Veronica Golos is the author of A Bell Buried Deep, co winner of the Nicholas Roerich Poetry Prize (Story Line Press). In the book, Golos uncovers the biblical story of Sarah and Hagar, involving race, servitude, history, slavery, and freedom, in a series of lyrical persona poems.
She is also the author of Vocabulary of Silence (Red Hen Press, 2011), winner of the 2011 New Mexico Book Award. Witnessing-from-afar the continuing US war in Iraq, “Golos takes the fragments, the bits and pieces that reach us from the battlefield, and weaves them with a morality and a sorrow,” states writer and journalist Barbara Nimri Aziz.

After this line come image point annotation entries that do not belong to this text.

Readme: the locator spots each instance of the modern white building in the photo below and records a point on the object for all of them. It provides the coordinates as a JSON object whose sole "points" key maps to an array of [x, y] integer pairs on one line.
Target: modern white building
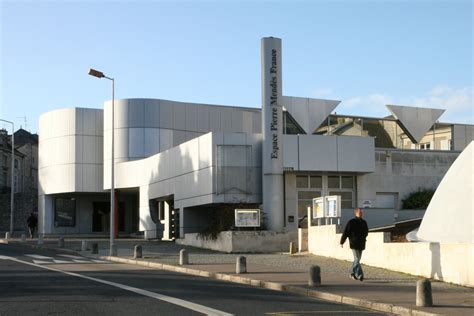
{"points": [[178, 162]]}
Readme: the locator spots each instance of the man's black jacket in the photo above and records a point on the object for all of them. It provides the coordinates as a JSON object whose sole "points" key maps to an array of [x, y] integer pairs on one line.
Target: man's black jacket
{"points": [[357, 230]]}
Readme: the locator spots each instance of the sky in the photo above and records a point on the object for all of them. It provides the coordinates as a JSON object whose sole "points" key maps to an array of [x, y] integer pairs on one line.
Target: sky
{"points": [[364, 53]]}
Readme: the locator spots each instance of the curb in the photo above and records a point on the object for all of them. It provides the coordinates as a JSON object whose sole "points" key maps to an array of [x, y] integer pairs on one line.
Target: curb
{"points": [[336, 298], [381, 307]]}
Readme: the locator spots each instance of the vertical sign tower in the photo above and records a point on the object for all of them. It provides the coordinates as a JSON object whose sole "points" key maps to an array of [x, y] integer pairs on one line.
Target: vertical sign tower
{"points": [[272, 130]]}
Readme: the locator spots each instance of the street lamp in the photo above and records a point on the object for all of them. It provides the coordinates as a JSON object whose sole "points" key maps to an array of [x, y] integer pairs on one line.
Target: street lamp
{"points": [[113, 249], [12, 200]]}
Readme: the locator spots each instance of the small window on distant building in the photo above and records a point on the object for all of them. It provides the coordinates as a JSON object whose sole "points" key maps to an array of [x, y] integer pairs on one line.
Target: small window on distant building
{"points": [[334, 182], [425, 146], [301, 181], [316, 182]]}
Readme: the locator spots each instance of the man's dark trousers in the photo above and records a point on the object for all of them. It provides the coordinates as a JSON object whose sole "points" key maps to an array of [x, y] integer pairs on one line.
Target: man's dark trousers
{"points": [[356, 267]]}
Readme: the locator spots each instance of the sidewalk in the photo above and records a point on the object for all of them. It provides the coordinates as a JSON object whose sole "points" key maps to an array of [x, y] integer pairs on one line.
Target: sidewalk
{"points": [[290, 273]]}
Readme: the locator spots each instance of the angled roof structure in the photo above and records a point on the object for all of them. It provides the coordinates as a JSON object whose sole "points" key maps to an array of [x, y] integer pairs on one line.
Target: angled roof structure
{"points": [[415, 121], [309, 113]]}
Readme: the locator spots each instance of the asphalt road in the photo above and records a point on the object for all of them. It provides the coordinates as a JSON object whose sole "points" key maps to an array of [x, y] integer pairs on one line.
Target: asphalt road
{"points": [[45, 282]]}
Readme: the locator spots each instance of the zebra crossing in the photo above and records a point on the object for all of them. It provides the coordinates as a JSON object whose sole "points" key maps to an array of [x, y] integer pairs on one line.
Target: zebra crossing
{"points": [[64, 259]]}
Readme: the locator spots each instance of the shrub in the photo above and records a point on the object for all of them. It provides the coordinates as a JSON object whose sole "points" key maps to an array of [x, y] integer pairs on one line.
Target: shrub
{"points": [[418, 200]]}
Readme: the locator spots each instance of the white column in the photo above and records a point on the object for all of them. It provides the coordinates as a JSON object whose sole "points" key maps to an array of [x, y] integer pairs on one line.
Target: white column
{"points": [[272, 130]]}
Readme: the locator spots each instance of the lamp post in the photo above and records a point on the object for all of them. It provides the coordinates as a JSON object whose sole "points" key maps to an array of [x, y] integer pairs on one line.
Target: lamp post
{"points": [[113, 250], [12, 186]]}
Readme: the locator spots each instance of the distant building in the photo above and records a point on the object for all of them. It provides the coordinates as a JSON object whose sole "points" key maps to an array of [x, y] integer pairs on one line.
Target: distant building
{"points": [[25, 177]]}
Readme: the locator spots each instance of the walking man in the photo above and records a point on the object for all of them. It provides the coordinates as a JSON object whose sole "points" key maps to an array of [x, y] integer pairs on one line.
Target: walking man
{"points": [[32, 222], [356, 230]]}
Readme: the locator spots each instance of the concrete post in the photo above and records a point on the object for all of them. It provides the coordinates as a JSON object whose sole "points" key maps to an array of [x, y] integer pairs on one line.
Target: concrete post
{"points": [[95, 248], [183, 257], [61, 242], [84, 245], [423, 293], [272, 134], [40, 239], [241, 265], [292, 248], [137, 252], [113, 250], [314, 276]]}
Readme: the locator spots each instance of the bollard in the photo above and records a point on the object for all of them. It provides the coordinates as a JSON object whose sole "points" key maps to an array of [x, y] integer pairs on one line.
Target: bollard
{"points": [[137, 252], [241, 265], [183, 257], [40, 239], [423, 293], [292, 248], [84, 245], [314, 276], [113, 250], [61, 242], [95, 248]]}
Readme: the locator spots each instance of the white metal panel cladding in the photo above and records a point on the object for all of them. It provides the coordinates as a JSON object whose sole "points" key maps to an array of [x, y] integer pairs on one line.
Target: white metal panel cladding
{"points": [[415, 121], [234, 170]]}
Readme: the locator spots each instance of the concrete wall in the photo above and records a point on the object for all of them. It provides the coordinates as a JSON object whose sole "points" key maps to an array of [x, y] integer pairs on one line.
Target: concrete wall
{"points": [[440, 261], [24, 204], [328, 153], [244, 241], [145, 127], [403, 172], [462, 135]]}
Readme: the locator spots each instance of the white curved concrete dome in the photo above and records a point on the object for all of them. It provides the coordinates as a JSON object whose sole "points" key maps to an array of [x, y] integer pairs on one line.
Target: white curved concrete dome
{"points": [[449, 217]]}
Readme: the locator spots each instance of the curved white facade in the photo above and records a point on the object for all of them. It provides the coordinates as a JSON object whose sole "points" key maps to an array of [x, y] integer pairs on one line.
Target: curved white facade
{"points": [[145, 127], [450, 214]]}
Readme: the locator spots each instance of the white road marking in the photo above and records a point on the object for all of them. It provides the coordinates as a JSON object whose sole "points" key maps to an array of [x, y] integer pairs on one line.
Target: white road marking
{"points": [[173, 300], [38, 256], [71, 256], [80, 261], [60, 261]]}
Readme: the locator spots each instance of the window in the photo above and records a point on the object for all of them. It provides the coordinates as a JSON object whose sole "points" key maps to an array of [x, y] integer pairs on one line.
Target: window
{"points": [[161, 210], [334, 182], [425, 146], [316, 182], [301, 181], [347, 182], [65, 212], [346, 198], [309, 187]]}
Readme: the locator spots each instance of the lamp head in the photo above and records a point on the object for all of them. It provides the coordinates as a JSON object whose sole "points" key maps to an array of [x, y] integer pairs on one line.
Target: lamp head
{"points": [[96, 73]]}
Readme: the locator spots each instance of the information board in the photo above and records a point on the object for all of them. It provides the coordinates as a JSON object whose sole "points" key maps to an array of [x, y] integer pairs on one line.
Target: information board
{"points": [[318, 207], [327, 206], [333, 206], [247, 218]]}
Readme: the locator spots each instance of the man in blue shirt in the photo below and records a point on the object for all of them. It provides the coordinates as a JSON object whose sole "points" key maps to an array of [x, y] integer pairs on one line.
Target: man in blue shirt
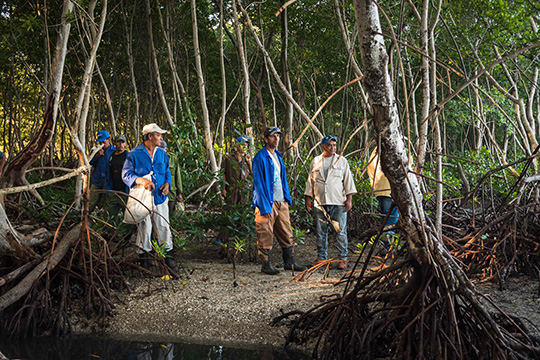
{"points": [[101, 180], [149, 159], [271, 199]]}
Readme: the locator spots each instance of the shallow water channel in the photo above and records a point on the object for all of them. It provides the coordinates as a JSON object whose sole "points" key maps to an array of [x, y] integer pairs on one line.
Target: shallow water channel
{"points": [[96, 348]]}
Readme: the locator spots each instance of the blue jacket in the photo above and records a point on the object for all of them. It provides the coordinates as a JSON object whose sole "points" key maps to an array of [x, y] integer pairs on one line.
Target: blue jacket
{"points": [[102, 172], [139, 163], [263, 181]]}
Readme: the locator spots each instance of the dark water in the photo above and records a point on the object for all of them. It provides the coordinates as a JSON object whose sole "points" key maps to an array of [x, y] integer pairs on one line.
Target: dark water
{"points": [[97, 348]]}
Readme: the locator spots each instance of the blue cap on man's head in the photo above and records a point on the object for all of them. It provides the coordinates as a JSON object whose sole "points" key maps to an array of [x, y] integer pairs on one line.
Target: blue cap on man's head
{"points": [[271, 131], [103, 135], [328, 138], [242, 139]]}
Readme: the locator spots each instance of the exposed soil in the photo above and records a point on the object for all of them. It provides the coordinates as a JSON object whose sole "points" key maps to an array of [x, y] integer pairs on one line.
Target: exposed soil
{"points": [[210, 305]]}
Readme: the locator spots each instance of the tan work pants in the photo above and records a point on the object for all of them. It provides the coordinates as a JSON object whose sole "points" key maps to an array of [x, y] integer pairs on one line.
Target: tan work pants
{"points": [[278, 224]]}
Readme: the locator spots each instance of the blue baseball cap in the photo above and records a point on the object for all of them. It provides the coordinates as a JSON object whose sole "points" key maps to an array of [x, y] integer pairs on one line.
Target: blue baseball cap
{"points": [[103, 135], [328, 138]]}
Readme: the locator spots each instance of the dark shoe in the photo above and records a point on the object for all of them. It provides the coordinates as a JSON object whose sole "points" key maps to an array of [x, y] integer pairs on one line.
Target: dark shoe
{"points": [[267, 267], [169, 262], [145, 264], [289, 263]]}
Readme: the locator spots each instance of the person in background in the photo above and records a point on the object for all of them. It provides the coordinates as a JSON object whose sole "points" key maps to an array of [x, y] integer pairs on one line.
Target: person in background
{"points": [[175, 192], [271, 200], [101, 180], [381, 188], [330, 183], [149, 159], [117, 202], [236, 170]]}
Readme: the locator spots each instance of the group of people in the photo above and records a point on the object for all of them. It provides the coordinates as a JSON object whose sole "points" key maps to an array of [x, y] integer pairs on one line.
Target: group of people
{"points": [[328, 193]]}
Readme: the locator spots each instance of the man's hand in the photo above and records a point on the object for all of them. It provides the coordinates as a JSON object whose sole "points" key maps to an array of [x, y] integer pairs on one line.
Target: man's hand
{"points": [[348, 203], [148, 185], [165, 189], [308, 203]]}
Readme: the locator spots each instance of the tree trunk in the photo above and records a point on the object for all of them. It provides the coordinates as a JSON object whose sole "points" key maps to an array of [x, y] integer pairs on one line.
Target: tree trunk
{"points": [[289, 114], [282, 86], [202, 92], [245, 72], [156, 65]]}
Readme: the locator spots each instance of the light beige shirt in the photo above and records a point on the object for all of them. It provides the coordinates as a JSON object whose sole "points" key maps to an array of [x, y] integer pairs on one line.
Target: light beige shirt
{"points": [[334, 189], [379, 182]]}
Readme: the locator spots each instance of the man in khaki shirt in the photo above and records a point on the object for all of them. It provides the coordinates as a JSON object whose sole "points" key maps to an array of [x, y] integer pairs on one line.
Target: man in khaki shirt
{"points": [[381, 189], [331, 184]]}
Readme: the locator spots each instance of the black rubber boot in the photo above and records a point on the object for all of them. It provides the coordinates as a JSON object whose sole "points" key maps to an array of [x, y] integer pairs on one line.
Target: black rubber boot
{"points": [[169, 262], [145, 264], [289, 263], [267, 267]]}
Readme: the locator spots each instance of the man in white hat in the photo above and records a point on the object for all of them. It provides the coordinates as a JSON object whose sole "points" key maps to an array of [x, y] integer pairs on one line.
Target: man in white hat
{"points": [[149, 158], [330, 185]]}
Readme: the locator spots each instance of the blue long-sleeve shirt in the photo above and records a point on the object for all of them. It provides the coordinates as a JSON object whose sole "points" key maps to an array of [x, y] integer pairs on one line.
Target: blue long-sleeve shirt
{"points": [[139, 163], [263, 181], [102, 172]]}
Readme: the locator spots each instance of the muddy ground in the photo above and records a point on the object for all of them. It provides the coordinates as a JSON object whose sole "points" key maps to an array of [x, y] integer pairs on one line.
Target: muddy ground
{"points": [[211, 304]]}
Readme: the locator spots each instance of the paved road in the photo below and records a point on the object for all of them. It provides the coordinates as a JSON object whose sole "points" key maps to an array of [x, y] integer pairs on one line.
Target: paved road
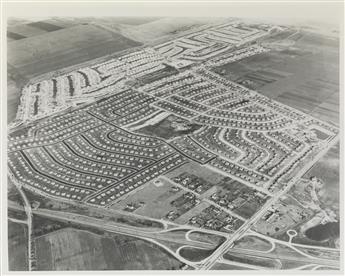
{"points": [[248, 224], [299, 258]]}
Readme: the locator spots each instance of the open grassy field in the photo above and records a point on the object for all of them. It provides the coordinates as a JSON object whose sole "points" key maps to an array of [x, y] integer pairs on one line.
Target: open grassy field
{"points": [[304, 75], [196, 169], [63, 48], [71, 249], [154, 200], [327, 169], [17, 247]]}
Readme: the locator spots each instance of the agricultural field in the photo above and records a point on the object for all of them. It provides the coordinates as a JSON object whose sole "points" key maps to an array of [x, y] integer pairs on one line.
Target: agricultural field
{"points": [[303, 75], [34, 58], [17, 246], [163, 144], [71, 249]]}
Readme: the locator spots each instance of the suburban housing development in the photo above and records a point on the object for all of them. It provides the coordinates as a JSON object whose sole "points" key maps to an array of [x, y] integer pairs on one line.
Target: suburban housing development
{"points": [[159, 143]]}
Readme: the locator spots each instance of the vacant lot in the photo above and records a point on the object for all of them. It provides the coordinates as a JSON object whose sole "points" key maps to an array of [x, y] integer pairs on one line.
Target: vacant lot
{"points": [[170, 127], [304, 75], [71, 249], [327, 169], [17, 247], [152, 200]]}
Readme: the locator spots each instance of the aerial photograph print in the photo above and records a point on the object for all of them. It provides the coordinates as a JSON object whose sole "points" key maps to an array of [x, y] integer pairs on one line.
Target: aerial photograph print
{"points": [[183, 141]]}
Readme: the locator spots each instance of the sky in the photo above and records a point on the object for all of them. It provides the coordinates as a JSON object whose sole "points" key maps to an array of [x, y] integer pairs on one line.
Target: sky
{"points": [[330, 13]]}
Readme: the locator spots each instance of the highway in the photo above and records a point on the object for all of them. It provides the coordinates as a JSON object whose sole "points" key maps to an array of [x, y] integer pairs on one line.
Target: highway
{"points": [[223, 248]]}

Her third book, Rootwork (3:A Taos Press) explores in epistolary poems the re-imagined life and thoughts of pre-Civil War American abolitionists John Brown and Mary Day Brown, as well as ghosts and runaways.
Golos was Poet in Residence at Sacred Heart Academy in Greenwich, CT in 2005, at the Nassau Museum of Art, and Yaxche School in Taos, New Mexico. She has lectured on Teaching Poetry to Children at Columbia University’s Teacher’s College and Colorado State College. Most recently Golos taught poetry at The University of New Mexico’s Summer Writer’s Conference. Golos’ work has been widely published and anthologized nationally and internationally, and poems from Vocabulary of Silence are translated into Arabic by poet Nizar Sartawi. In addition to being co-editor of the Taos Journal of International Poetry & Art, she is the Poetry Editor for the Journal of Feminist Studies in Religion. (photo credit: Jim O’Donnell)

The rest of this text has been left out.